The companies engaged in price fixing and other anti-competitive practices between 1996 and 2006

By Lucian Constantin
December 5, 2012 12:41 PM ET

IDG News Service - Seven international electronics manufacturers were fined a total of $1.92 billion by the European Commission on Wednesday for conspiring to fix the price of cathode-ray tubes (CRTs) in two separate cartels between 1996 and 2006.

European Union antitrust regulators established that CRTs represented 50 to 70 percent of the price of a screen, and that LG Electronics, Philips, Samsung Electronics, Toshiba, Technicolor, Panasonic and MT Picture Display (MTPD) worked together in order to share the market for CRTs, allocate customers, fix prices, control their output and exchange sensitive commercial information, which stymied competition.

Some of the companies fined participated in both cartels, others in just one of them, the Commission said Wednesday. One cartel focused on color picture tubes used in televisions, the other on color display tubes used in computer monitors.

A Taiwanese electronics manufacturer called Chunghwa, which participated in both cartels, received full immunity because it was the first company to come forward with information about the anti-competitive practices. Some of the other companies received a fine reduction for their cooperation.

French electronics manufacturer and media services provider Technicolor, formerly known as Thomson, together with Japanese electronics manufacturers Toshiba, Panasonic and MTPD, currently a Panasonic subsidiary, only participated in the television tube cartel. Chunghwa, LG Electronics, Philips and Samsung SDI participated in both.

Technicolor, Philips and Samsung SDI received fine reductions of 10, 30 and 40 percent respectively.

The companies knew that they were breaking the law and were taking precautions to keep their practices hidden, the Commission said.

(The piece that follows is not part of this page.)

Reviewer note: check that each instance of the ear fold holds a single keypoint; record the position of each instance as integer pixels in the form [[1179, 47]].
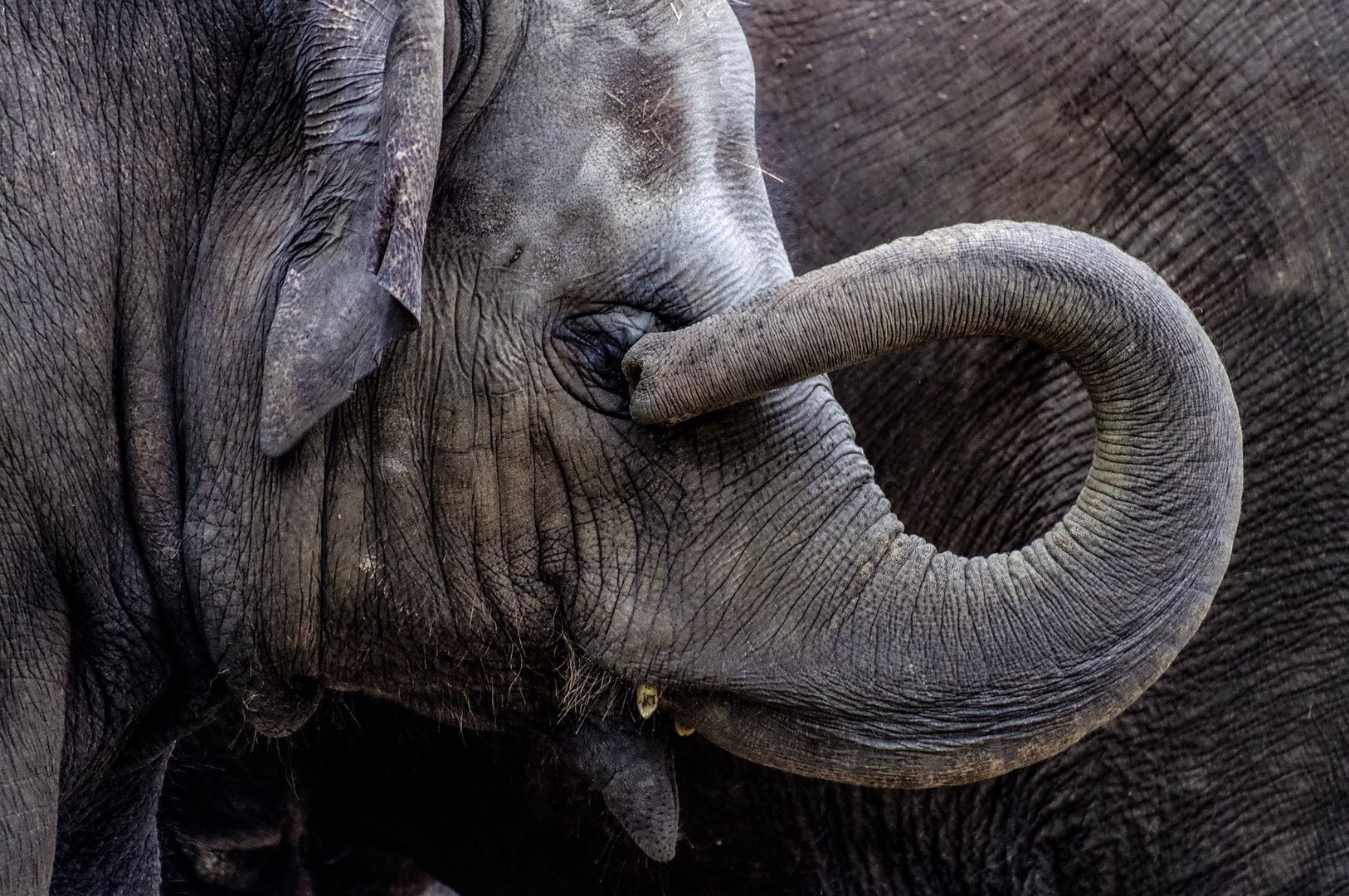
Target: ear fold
[[371, 73]]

Some documents found during the investigation had clear instructions that they were to be destroyed after being read, and one particular document contained a warning reading "Everybody is requested to keep it as secret as it would be serious damage if it is open to customers or European Commission."

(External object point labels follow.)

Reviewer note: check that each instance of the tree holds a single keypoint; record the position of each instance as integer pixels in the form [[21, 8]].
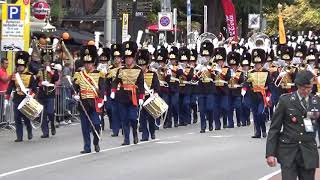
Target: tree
[[300, 16]]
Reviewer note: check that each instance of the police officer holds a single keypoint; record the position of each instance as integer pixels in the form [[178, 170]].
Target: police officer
[[129, 85], [147, 122], [47, 78], [29, 82], [89, 84], [291, 138]]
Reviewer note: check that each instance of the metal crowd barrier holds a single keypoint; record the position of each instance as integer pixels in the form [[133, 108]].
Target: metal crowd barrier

"These two cartels are textbook examples of all the worst kind of collusive practices," said Joaquin Almunia, European Commission vice president in charge of competition policy, during a press conference on Wednesday. "They chose to conspire to artificially maintain returns in a declining technology market."

This kind of behavior is totally unacceptable as it deprives citizens and businesses from the benefits of competitive and dynamic markets, Almunia said.

The two cartels were among the most organized the Commission has ever investigated, he said. Top executives from the fined companies met to conspire in Asia and Europe, often on golf courses. Their plans were then implemented during lower-level meetings that took place on a weekly, monthly or quarterly basis.

"Today the cartels get the sanctions they deserve," Almunia said. The total amount of the fines, which is the highest for a cartel decision ever, is proportional and reflects the gravity and the duration of their activities, he said.